The "trick" would be to apply an optical filter ("sunglasses") to only the phototransistor. Then the "intended" (LED) light and the "interference" (ambient daylight) would be attenuated by the same amount. A complication is that some materials have a very different transmissivity (Transparency) to Infra Red compared to Visible light. Also, that may be different between the 950 nm wavelength ("colour") of these (Vishay) sensors, compared with the peak of some other phototransistors around 750nm (it appears that there's a blocking "notch" in the atmospheric transmission of IR around 950 nm).
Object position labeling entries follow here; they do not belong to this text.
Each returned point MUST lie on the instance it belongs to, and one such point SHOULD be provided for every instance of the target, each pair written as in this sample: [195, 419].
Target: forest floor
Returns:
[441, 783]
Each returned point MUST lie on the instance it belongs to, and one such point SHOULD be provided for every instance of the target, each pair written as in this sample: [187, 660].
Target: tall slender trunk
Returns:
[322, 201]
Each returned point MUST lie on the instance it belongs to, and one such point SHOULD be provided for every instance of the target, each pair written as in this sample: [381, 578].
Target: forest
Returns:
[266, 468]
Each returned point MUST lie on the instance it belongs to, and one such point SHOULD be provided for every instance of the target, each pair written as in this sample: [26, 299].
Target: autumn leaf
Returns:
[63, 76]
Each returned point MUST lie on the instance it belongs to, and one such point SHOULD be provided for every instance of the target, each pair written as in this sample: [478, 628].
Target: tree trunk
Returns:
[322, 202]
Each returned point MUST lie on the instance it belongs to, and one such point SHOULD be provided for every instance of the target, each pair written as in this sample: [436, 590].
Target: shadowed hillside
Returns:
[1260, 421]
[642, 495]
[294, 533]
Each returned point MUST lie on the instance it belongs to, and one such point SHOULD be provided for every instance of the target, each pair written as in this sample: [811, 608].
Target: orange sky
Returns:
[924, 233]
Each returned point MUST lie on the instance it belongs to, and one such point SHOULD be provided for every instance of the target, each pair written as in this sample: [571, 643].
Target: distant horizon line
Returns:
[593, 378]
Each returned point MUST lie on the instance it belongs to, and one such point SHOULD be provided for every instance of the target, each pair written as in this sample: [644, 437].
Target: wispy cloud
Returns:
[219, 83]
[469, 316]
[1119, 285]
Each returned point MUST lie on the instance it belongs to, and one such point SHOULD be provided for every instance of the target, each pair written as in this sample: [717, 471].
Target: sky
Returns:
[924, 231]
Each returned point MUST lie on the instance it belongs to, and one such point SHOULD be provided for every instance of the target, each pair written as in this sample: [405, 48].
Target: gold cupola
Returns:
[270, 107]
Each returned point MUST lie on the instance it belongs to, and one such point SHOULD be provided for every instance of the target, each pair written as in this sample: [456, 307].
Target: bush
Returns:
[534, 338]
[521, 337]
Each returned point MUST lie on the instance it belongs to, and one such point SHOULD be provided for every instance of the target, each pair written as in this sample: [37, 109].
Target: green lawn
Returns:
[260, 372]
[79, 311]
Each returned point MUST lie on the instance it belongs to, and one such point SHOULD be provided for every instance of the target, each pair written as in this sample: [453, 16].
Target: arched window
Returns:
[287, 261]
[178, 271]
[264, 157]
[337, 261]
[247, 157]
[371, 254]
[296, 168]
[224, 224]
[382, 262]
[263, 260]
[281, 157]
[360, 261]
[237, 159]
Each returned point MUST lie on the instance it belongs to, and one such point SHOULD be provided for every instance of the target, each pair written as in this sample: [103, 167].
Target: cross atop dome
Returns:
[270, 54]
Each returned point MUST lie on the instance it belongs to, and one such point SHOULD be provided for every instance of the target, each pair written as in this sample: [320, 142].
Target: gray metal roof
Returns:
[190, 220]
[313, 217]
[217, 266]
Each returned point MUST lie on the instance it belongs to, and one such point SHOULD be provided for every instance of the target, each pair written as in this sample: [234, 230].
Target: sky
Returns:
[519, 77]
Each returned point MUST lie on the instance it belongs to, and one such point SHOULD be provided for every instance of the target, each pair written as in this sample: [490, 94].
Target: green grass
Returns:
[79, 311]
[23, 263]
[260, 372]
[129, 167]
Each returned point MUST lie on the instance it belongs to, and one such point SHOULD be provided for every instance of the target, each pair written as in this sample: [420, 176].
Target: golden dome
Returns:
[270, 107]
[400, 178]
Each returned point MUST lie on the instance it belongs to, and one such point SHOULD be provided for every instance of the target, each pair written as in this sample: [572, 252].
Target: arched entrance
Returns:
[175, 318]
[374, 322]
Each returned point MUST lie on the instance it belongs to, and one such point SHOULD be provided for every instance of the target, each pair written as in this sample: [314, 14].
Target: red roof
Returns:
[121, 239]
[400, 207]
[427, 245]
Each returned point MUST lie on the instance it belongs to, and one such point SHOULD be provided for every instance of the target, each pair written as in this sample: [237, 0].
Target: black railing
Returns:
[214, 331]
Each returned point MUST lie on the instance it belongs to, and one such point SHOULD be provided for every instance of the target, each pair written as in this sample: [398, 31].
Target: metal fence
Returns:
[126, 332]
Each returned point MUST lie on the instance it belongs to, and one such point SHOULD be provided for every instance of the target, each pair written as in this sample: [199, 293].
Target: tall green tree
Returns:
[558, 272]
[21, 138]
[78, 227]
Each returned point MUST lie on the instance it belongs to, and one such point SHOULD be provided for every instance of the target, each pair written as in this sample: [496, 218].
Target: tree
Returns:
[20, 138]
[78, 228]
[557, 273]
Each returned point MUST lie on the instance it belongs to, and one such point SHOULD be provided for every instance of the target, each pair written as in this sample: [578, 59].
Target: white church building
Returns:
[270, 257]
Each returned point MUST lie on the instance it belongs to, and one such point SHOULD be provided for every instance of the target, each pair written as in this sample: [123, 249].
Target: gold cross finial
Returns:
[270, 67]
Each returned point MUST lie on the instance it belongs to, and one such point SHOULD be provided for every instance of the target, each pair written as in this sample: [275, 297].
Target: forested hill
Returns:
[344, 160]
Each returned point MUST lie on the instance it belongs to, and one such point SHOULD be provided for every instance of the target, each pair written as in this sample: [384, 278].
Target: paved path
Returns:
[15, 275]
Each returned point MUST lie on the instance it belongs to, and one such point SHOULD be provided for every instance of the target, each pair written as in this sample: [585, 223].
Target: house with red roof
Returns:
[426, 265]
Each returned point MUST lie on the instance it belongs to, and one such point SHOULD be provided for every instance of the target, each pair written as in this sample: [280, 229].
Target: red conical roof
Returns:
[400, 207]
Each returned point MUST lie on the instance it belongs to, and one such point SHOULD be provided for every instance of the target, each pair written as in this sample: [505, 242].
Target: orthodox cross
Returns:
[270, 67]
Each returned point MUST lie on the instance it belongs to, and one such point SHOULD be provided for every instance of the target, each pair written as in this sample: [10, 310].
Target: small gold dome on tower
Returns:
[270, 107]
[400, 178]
Perhaps just test a few "convenient" optical filtering materials, such as a coat of acrylic paint, using the PICaxe READADC input to give a more qualitative (numerical) measurement.

Of course there's another complication, that when the train runs over the sensor, the ambient light will be reduced, but the reflected (IR) light will increase, so you need to ensure that you're measuring the correct thing. IMHO the only time it would be "inconvenient" to use an (adaptive) ADC input is if you wanted to trigger an interrupt directly.

Cheers, Alan.

PS: And you could modulate the IR light with the output from a PICaxe PWM pin, but I don't really think it really should be necessary.
 

neiltechspec

Senior Member
IN the final position when I mount them, they can / will be set below track level in a hole anyway.
So ambient daylight shouldn't be so much of an issue.

They don't seem to be affected by artificial LED room lighting much at all (due to light wavelength of course).

But I will look into / test using readadc just to see what it shows.
 

neiltechspec

Senior Member
Just tried a quick test using readadc10

Values are approx 800-900 in shade, varying between 100 to 250 when a reflective object placed in front,
and down to 27 when pointed at window with blind drawn.

So think I'm going to scrap the idea and go with hall effect sensors with a magnet mounted on a small wagon / coach.
Had some of those in the junk boxes somewhere, latching & non latching, no-latching being preferred.
Most modern locos have coreless motors so don't give much in the way of stray magnetic field.

Neil.
 

neiltechspec

Senior Member
A3144 seems to fit the bill, not magnet polarity dependant, non latching, built in schmitt triggerering,
work off 4.5v to 24v (I'm using 5v), Open Collector O/P. Datasheet readily available.

Not got any of those, but cheap enough to buy.

Neil.
 

Buzby

Senior Member
So think I'm going to scrap the idea ...
I wouldn't give up yet.

If you set up a rig that you can run a wagon over, it should be quite easy to determine the difference in readings between wagon and no-wagon, using the LED on/off technique in post #10, over a wide range of ambient lighting.

A solution that requires modification to your rolling stock seems a bit limited, as it will only respond to modified wagons. Also, the photoelectric method can easily be tested on-site just with your finger, no need for a magnet on a stick.

Cheers,

Buzby
 

neiltechspec

Senior Member
It's easy enough just to add a neodymium magnet to a few wagons / coaches.
I don't need to do all of them. Plus the sensors are tiny by comparison to optical.
Far easier setup / programming - they either work or they don't.